La permaculture rappelle qu’un sol vraiment fertile, c’est un sol plein de vie : environ 25 % d’air, 25 % d’eau, un peu de matière organique et beaucoup de minéraux, animés par vers de terre, bactéries et champignons. Autant leur confier le gros du travail.
Le compostage de surface : la technique des permaculteurs paresseux
Dans une forêt, personne ne retourne le tapis de feuilles mortes : il reste en surface, se tasse et nourrit peu à peu le sol, qui devient souple comme un matelas. Le compostage de surface copie cette litière forestière directement au potager ou au pied des arbustes.
Nous avons tous déjà posé le seau d’épluchures en soupirant devant le composteur. Ici, il suffit de vider ce seau en fines couches entre les rangs, puis de couvrir avec un peu de matière sèche (paille, feuilles mortes, carton brun). Ce paillage nourrit le sol, freine l’évaporation et garde les déchets discrets.
- Épluchures de fruits et légumes, restes végétaux cuits simples.
- Marc de café, sachets de thé, fleurs fanées, petites tailles.
- Tontes sèches, feuilles mortes, paille, carton brun déchiqueté.
Installer cette routine durablement au jardin
Pour que le sol vivant fasse le travail, trois règles : des couches fines, toujours recouvrir les déchets frais de matière sèche, bannir viande, poisson et produits laitiers qui attirent les nuisibles. Vers de terre et micro‑organismes transforment alors ce tapis en humus par un compostage lent « à froid » très nourrissant.

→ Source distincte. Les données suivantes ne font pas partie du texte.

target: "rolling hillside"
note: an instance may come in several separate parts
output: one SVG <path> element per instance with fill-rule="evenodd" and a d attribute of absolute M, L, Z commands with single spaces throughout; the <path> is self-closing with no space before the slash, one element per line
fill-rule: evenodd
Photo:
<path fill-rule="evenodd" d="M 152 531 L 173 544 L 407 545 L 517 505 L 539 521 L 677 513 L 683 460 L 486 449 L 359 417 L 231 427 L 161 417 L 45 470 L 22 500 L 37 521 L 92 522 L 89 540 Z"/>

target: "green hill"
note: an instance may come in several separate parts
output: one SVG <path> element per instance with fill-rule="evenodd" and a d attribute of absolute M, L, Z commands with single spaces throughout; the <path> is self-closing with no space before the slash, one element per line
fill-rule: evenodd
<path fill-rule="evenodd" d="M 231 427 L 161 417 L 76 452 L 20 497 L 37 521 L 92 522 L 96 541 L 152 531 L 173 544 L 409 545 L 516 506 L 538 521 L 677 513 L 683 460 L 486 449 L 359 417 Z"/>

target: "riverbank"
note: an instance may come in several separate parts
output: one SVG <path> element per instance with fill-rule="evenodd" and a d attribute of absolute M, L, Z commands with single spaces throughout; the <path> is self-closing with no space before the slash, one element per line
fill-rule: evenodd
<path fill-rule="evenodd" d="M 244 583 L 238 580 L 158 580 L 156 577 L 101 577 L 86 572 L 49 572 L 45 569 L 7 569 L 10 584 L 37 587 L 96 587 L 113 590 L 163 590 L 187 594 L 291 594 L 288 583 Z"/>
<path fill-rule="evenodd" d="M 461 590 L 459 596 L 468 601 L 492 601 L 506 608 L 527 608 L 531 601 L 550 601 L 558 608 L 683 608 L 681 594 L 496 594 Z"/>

Dans un petit jardin, cette technique peut remplacer le composteur. Si vous produisez beaucoup de branches ou de tailles, gardez un bac en complément : il accueillera les volumes encombrants, tandis que le compostage de surface nourrira en continu les planches de culture et réduira nettement les besoins d’arrosage.
En bref
- 🌿 Permaculteurs et jardiniers amateurs cherchent une alternative simple au composteur classique pour nourrir un sol vivant et alléger les corvées estivales.
- 🥕 Le compostage de surface consiste à étaler épluchures et déchets verts sous un paillage sec au pied des cultures, sans retournement ni bac dédié.
- 💧 Cette méthode transforme les déchets du quotidien en humus, limite les arrosages et le désherbage, en réservant quelques pièges à contourner pour en profiter pleinement.